Em resumo pode se considerar que a educação básica colonial era discriminatória na base da cor da pele. A maioria negra africana estava sujeita a uma educação de baixa qualidade com o propósito de lhes manter ignorantes. Na visão colonial, essa estratégia iria lhes impedir de ter uma visão correta sobre o mundo e os fenómenos. Neste sentido, os negros, iriam-se manter colonizados por longo tempo.

Contrariamente a educação reservada para a maioria dos negros, os brancos e mulatos tinham a oportunidade de ter uma educação de boa qualidade que lhes iria permitir manter a posição de classe dominante.

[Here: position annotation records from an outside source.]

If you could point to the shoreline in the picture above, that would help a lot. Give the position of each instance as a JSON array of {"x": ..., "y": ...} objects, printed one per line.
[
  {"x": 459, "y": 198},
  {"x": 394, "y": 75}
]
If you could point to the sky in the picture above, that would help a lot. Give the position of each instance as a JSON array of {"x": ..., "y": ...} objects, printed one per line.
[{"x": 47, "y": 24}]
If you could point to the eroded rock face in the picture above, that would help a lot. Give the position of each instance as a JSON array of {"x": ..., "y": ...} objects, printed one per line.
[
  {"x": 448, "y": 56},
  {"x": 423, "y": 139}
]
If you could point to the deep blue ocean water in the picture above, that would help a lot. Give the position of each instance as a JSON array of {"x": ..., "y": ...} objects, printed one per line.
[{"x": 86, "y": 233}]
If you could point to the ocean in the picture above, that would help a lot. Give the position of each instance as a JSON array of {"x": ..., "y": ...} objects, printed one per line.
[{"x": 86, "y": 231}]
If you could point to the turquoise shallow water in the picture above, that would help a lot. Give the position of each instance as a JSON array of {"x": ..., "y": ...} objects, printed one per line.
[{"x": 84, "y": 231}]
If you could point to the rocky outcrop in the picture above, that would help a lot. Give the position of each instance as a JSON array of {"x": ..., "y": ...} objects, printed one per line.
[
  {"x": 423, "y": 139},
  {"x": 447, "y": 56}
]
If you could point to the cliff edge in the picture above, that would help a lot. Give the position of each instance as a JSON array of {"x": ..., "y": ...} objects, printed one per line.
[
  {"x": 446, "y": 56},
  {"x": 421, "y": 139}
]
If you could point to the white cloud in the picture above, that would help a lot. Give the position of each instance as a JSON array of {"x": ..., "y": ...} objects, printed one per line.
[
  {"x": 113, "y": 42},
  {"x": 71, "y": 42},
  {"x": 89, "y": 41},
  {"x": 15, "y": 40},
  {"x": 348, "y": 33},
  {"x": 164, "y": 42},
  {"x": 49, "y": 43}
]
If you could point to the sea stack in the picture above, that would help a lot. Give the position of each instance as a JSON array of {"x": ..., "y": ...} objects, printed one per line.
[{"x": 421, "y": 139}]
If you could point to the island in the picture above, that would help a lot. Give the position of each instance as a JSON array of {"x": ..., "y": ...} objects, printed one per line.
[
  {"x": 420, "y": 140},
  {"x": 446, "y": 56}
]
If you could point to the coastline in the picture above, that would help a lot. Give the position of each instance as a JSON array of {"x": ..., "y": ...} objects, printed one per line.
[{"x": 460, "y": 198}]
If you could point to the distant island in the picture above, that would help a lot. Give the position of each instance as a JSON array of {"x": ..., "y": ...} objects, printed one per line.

Infelizmente, essa realidade de existência de dois tipos de ensinos para dois tipos de alunos marcou e continua a marcar a história de educação de Moçambique, com maior incidência a partir da altura em que o ensino ficou liberalizado. A única diferença que se nota no momento atual relativamente à época colonial é de não ter como base de descriminação a cor da pele, mas a posse económica. Evidentemente, uma minoria pertencente à classe alta e média em Moçambique estuda em escolas privadas onde as condições de ensino (salas, professores) são melhores que nas escolas sob gestão do Estado. Este facto, parecendo simples, contribui para a manutenção da posição de classe dominante.